Presbyterian minister and missionary (1823–1901)

James Cooley Fletcher (1823-1901) was an American Presbyterian minister and missionary active in Brazil.

==Life==
He was born in Indianapolis, the son of Calvin Fletcher, a banker and one of the first settlers of Indiana. James Cooley Fletcher graduated from Brown University in 1846, and studied theology for two years in the Princeton Theological Seminary under Charles Hodge. His studies were completed in Europe, as he sought to improve his French in order to become a missionary in Haiti. In that period, he married Henriette Malan, a daughter of César Malan, a minister from Geneva.

In 1852 he went to Rio de Janeiro (the then capital of Brazil) as an agent of both the American Christian Union and American Seamen's Friend Society. The American Christian Union worked together with the American Bible Society and the American Tract Society.
He went back to the US in 1854, shortly after his daughter Julia Constance Fletcher was born.

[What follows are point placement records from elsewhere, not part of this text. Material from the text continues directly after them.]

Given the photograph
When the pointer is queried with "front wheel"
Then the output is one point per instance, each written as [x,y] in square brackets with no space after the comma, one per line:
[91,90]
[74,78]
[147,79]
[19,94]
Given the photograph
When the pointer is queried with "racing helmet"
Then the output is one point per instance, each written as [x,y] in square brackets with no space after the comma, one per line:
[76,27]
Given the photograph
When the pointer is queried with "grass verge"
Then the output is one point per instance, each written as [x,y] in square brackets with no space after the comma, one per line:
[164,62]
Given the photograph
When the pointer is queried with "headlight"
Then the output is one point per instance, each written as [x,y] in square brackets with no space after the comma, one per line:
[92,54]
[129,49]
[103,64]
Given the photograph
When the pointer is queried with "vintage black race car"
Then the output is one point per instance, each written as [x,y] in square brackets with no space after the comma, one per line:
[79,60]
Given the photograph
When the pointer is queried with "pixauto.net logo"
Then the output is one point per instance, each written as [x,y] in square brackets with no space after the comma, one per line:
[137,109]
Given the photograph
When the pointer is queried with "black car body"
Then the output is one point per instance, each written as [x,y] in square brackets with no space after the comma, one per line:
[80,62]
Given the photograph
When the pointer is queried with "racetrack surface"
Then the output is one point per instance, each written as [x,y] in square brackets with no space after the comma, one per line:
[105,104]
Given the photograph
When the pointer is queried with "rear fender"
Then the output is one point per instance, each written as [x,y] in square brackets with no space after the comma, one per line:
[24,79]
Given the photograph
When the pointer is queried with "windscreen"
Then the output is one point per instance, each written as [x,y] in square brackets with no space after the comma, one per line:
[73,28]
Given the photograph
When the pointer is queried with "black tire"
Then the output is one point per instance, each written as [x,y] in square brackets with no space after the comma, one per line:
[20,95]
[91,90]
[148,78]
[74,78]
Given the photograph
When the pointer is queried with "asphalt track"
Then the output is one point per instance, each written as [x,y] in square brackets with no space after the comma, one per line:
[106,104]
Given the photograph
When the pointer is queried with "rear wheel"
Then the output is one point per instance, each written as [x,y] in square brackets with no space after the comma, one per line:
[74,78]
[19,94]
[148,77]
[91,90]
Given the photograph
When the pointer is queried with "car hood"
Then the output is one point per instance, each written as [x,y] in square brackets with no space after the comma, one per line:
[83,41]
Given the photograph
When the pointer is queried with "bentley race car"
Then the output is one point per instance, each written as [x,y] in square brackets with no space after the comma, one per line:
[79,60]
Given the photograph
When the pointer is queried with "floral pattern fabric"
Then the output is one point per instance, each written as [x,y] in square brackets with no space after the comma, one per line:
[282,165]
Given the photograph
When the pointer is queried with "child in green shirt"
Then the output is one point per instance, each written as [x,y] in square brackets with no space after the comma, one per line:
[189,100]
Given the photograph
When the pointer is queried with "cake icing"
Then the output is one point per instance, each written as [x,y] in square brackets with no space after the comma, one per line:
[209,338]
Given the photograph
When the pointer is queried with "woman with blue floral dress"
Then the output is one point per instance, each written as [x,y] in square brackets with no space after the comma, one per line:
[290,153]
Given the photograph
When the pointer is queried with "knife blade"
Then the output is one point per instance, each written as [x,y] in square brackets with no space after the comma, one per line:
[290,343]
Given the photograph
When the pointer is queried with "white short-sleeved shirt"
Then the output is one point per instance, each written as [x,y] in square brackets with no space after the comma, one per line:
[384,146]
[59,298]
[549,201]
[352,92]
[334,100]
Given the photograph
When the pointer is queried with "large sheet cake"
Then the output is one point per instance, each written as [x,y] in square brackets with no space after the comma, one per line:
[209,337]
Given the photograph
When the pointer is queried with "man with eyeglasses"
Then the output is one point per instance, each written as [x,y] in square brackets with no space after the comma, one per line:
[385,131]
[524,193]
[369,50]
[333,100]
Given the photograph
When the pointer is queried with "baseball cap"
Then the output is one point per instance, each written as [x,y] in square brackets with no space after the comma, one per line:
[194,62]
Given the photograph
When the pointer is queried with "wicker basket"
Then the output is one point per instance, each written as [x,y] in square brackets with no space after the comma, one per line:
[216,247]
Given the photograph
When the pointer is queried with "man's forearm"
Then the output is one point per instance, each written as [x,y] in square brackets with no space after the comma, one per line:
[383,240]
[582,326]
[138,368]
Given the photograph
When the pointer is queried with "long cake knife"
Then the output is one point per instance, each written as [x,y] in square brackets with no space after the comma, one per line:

In 1855, Fletcher went back to Brazil as an agent of the American Sunday School Union. During this trip he traveled more than 5,000 kilometers through Brazil, giving out Bibles. His travels to Brazil, added to the experiences of the Methodist minister and missionary Daniel Parish Kidder, became the focus of a book in 1857, Brazil and the Brazilians Portrayed in Historical and Descriptive Sketches, a pioneering depiction of Brazil for the American people, with at least eight editions.

In 1862, Fletcher sailed more than 3,000 kilometers along the Amazon river to collect species for professor Louis Agassiz. This resulted in the Agassiz expedition of 1865. In 1864 and 1865, Fletcher and the liberal Brazilian politician Aureliano Cândido Tavares Bastos convinced the governors of Brazil and the US to set up a steamboat line between Rio de Janeiro and New York. Influenced by Fletcher, Aureliano and other Brazilian politicians tried and in some cases managed to make many political, social and economic reforms in Brazil; they also encouraged European and North American migrants.

In 1868 and 1869, Fletcher worked as an agent for the American Tract Society. This would be his last journey to Brazil. Thereafter he was nominated consul at Oporto, Portugal, between 1869 and 1873, and was a missionary in Naples, Italy between 1873 and 1877. In 1877, he returned to Indianapolis, where he settled. His daughter stayed in Italy, where she became a prolific writer with the pen name George Fleming.

Fletcher left many important friends in Brazil, including liberal politicians and intellectuals as well as the emperor Dom Pedro II. He worked as a North American diplomatic secretary, and his book left a strong image of Brazil in the US. In Brazil, he left behind a strong desire for Protestant and Anglo-Saxon values.